Celebrate ReTree Week, Sept. 19-25, by planting a tree –or trees–in a home landscape or the community. 


ReTree Week is sponsored by ReTree Nebraska, a 10-year cooperative initiative to promote the proper planting and care of 1 million trees across Nebraska by 2017. 

So far, nearly 85,000 tree plantings have been reported.

Fall’s cooler temperatures, increased moisture and reduced humidity provide a perfect environment to increase that number. These conditions allow properly planted trees to establish their root systems quickly, giving them a jump start on spring growth. 

Consider the following tips to help make fall planting a success: 

• Pay close attention to the planting site. To avoid conflicts with buildings, utility lines and other trees, look up and around to consider the mature height and width of any trees planted. 

• Don’t forget about the soil. If it’s sandy, a species that is drought tolerant may be needed, while heavier clay soils may call for a tree adapted to higher levels of soil moisture.
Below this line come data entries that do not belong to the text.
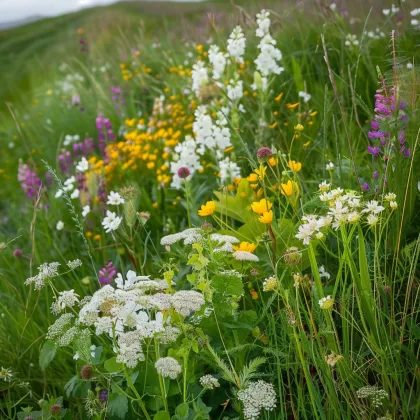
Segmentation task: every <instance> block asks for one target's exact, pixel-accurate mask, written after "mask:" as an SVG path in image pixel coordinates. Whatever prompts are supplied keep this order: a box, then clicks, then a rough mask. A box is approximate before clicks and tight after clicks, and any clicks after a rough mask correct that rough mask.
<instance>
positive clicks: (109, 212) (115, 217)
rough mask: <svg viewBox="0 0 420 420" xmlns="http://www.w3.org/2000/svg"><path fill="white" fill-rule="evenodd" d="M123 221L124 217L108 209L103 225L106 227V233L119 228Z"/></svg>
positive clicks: (104, 226)
mask: <svg viewBox="0 0 420 420" xmlns="http://www.w3.org/2000/svg"><path fill="white" fill-rule="evenodd" d="M121 221H122V217H118V216H117V214H116V213H114V212H112V211H109V210H107V212H106V217H105V218H104V220H103V221H102V226H103V227H104V229H105V232H106V233H109V232H111V231H112V230H117V229H118V227H119V226H120V224H121Z"/></svg>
Soil amendments are not recommended and only fertilize if there is a nutrient deficiency.

• Carefully think about planting options. Many trees grow well in Nebraska but aren’t widely planted. To promote these species, ReTree Nebraska has developed a list of Good Trees for the Good Life. To find out more about these species and where they can be purchased, visit

• Planting a tree properly. Dig a hole as deep as the root ball (be sure excess soil is removed –see below) and twice as wide. This ensures a planting site where newly developing roots can easily establish themselves into the surrounding soil and develop a healthy root system. 
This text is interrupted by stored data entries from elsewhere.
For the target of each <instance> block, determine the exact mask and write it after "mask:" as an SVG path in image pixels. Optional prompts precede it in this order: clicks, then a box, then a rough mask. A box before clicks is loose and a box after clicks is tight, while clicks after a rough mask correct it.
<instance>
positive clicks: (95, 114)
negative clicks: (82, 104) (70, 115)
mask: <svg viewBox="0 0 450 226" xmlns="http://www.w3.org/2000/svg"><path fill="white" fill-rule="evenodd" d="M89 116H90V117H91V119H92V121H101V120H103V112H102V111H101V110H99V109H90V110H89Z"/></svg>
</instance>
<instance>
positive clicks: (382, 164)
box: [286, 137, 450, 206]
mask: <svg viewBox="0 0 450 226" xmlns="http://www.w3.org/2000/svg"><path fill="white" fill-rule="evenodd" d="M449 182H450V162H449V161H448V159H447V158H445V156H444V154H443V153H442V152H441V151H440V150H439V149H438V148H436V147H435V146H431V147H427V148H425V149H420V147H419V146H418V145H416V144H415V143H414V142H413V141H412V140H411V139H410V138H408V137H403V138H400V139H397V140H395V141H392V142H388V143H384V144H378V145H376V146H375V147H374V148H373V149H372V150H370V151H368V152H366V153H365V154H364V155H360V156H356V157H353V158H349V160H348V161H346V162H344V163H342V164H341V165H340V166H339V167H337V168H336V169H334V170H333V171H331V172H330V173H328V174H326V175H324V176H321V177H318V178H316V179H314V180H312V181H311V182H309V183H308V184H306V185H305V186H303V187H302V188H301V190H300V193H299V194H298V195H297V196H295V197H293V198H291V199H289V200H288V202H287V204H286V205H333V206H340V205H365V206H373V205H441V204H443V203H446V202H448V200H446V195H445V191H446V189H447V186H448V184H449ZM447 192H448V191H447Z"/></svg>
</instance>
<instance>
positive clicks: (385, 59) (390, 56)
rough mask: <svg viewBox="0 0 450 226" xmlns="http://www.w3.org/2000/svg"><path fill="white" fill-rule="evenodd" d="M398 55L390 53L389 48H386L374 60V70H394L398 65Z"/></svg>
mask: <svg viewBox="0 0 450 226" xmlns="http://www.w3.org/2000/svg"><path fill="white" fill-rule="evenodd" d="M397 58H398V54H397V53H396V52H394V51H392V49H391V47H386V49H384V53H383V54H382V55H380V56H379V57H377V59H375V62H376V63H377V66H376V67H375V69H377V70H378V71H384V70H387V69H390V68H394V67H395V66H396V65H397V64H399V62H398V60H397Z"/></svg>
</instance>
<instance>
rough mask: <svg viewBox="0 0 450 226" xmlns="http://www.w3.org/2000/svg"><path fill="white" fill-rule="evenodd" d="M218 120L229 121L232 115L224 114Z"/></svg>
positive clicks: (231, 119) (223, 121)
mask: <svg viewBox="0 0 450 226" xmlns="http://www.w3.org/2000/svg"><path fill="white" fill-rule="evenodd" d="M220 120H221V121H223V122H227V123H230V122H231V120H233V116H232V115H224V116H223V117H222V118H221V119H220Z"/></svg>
• Remove the tree from its container or basket and examine the root system. (If the tree is balled and burlapped, be sure to remove all burlap and any metal basket that may be present.) 

If the tree is root bound or has excessive spiraling or circling roots, it will not be able to establish itself. If the root ball contains just a few spiraling roots, score the side of the root ball with a sharp knife or pruner so developing roots are able to re-establish themselves. 

Look for girdling roots as well. These must be removed or they will choke off the tree and it will not survive.

•  Remove excess soil from the top of the root ball to find the tree’s primary lateral roots located at or near the soil surface when you place the tree in the planting hole. Even a couple of inches of excess soil over the root system can be detrimental to the health and vigor of the root system.

• After the tree is in the ground, add a layer of mulch to protect tree roots from extreme weather conditions, eliminate weed and grass competition and preserve soil moisture. 

Mulch near the trunk should be approximately one inch deep, while mulch can be up to four inches deep toward the edge of the mulch ring. Don’t allow mulch to rest directly against the trunk of the tree as this can encourage circling roots, trap excess moisture and lead to insect and disease problems. 

• Staking is not always required at planting, particularly for small trees or trees planted in protected areas. However, trees that are tall and leggy or in high wind areas should be staked. The goal of staking is to anchor the root ball and prevent newly developed root hairs from breaking, not to eliminate all movement within the stem of the tree.

• Water the tree at planting. The amount of water needed will depend on the soil type and the type of tree planted. 

Water the day after planting, three days later and three days after that. 

Continue monitoring the newly planted tree to be sure it doesn’t get too dry, but remember that more newly planted trees die from too much water than from not enough. If a 6-inch screwdriver can easily be pushed into the soil surrounding the tree,  adequate moisture is being provided. Using a turf irrigation system to water trees may not be optimal for the tree’s requirements.

ReTree Nebraska works with more than 200 ReTree ambassadors in 80 communities. It’s a joint effort of the Nebraska Forest Service, Nebraska Statewide Arboretum, University of Nebraska-Lincoln Department of Agronomy and Horticulture, Nebraska Rural Initiative, Nebraska Community Forestry Council and the university’s Institute of Agriculture and Natural Resources.